Goal: Find the total amount spent by each user.

Step 1: Join the Datasets

First, we'll join the two files. Notice how we can reach into the nested user object with user.id to connect it to the customer_id in the orders file.

ja join users.jsonl orders.jsonl --on user.id=customer_id

This command produces a stream of the combined data:

{"user": {"id": 1, "name": "Alice"}, "order_id": 101, "customer_id": 1, "amount": 50}
{"user": {"id": 1, "name": "Alice"}, "order_id": 102, "customer_id": 1, "amount": 75}
{"user": {"id": 2, "name": "Bob"}, "order_id": 103, "customer_id": 2, "amount": 120}

Step 2: Group and Sum

Now, we can pipe (|) the result of our join directly into the groupby command. We'll group by the user's name and ask for the sum of the amount field.

ja join users.jsonl orders.jsonl --on user.id=customer_id \
  | ja groupby user.name --agg sum:amount

Final Result:

{"user.name": "Alice", "sum_amount": 125}
{"user.name": "Bob", "sum_amount": 120}

And there you have it! A sophisticated data transformation performed with a clear, readable command-line pipeline.

Installation

Installing ja is as simple as a single pip command.

pip install jsonl-algebra

This gives you the ja command-line tool and the Python library.

Core Concepts

Dot Notation for Nested Data

You can access nested values in any command by separating keys with a dot.

project: ja project user.name,user.address.city ...
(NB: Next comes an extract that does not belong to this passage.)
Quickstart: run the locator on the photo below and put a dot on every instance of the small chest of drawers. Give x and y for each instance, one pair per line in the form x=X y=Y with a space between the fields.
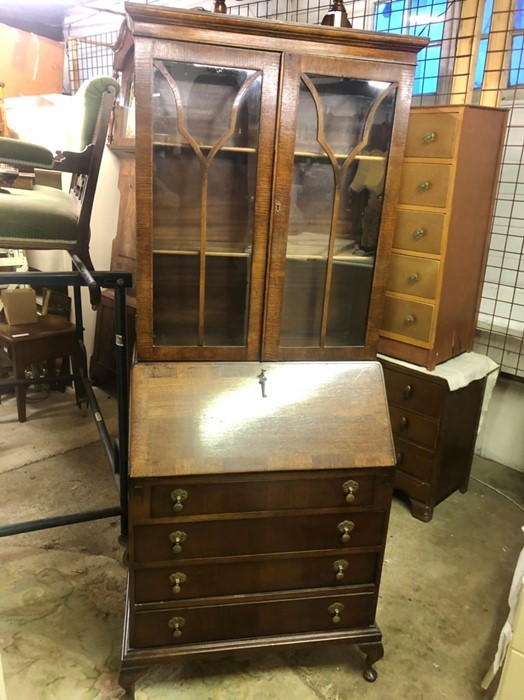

select: ja select 'user.age > 30' ...

join: ja join ... --on user.id=order.user_id

groupby: ja groupby user.location ...

Streaming and Piping

Every ja command that processes a single stream of data can read from stdin and writes to stdout. This lets you build powerful workflows by chaining commands together with the standard Unix pipe (|).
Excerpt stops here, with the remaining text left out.